Tutorial 1 (Monday 13:30-15:00)
Michael Thielscher: KR Techniques for General Game Playing
Abstract:
A General Game Player is a program that accepts formal descriptions of
arbitrary games and plays these games without human intervention. One of the
grand challenges for Artificial Intelligence, General Game Playing requires
to combine techniques from a wide range of areas including knowledge
representation, automated reasoning, heuristic search, planning, and
learning. This tutorial will focus on the challenges for Knowledge
Representation and Reasoning raised by General Game Playing:
Formalizing game rules
Mapping game descriptions to efficient representations
Extracting knowledge from game descritions
Proving properties of games
Tutorial 2 (Monday 15:30-17:00)
Tony Hunter: Argumentation Systems
Abstract:
Argumentation systems are being developed with the aim of reflecting how
human argumentation uses conflicting information to construct and
analyse arguments. Argumentation involves identifying arguments and
counterarguments relevant to an issue (e.g. What are the pros and cons
for the safety of mobile phones for children?). Argumentation may also
involve weighing, comparing, or evaluating arguments (e.g. What sense
can we make of the arguments concerning mobile phones for children?) and
it may involve drawing conclusions (e.g. A parent answering the question
"Are mobile phones safe for my children?"). In addition, argumentation
may involve convincing an audience (e.g. A politician making the case
that mobile phones should be banned for children because the risk of
radiation damage is too great). Formalizations of argumentation have
been extensively studied, and some basic principles have been
established. In Abstract argumentation, originally proposed in the
seminal work by Dung, arguments are treated as atomic, and a graph-based
formalization is used where each node is an argument, and each arc
denotes one argument attacking another argument. In contrast,
logic-based formalizations assume a set of formulae and then
exhaustively lay out arguments and counterarguments, where a
counterargument either rebuts (i.e. negates the claim of the argument)
or undercuts (i.e. negates the support of the argument). In the
logic-based approach, an argument is normally defined as a pair (X,p)
where X is a minimal consistent subset of the knowledgebase that entails
p. A variety of underlying logics have been considered for the
entailment and consistency conditions including classical logic,
defeasible logics, and description logics. Both the graph-based and
logic-based approaches provide principled ways of determining which
arguments are warranted (i.e. undefeated).

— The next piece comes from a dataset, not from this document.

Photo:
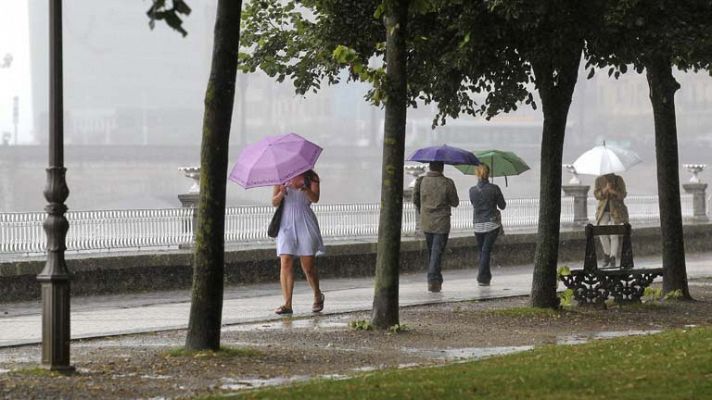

Recent topics of research in
argumentation systems include the development of algorithms and
implementations, the formalization of rhetorical aspects of
argumentation, and the formalization of argument-based dialogue systems.
In this tutorial, we will consider both graph-based and logic-based
formalizations of argumentation, introducing some of the basic concepts,
and reviewing a range of proposals and results.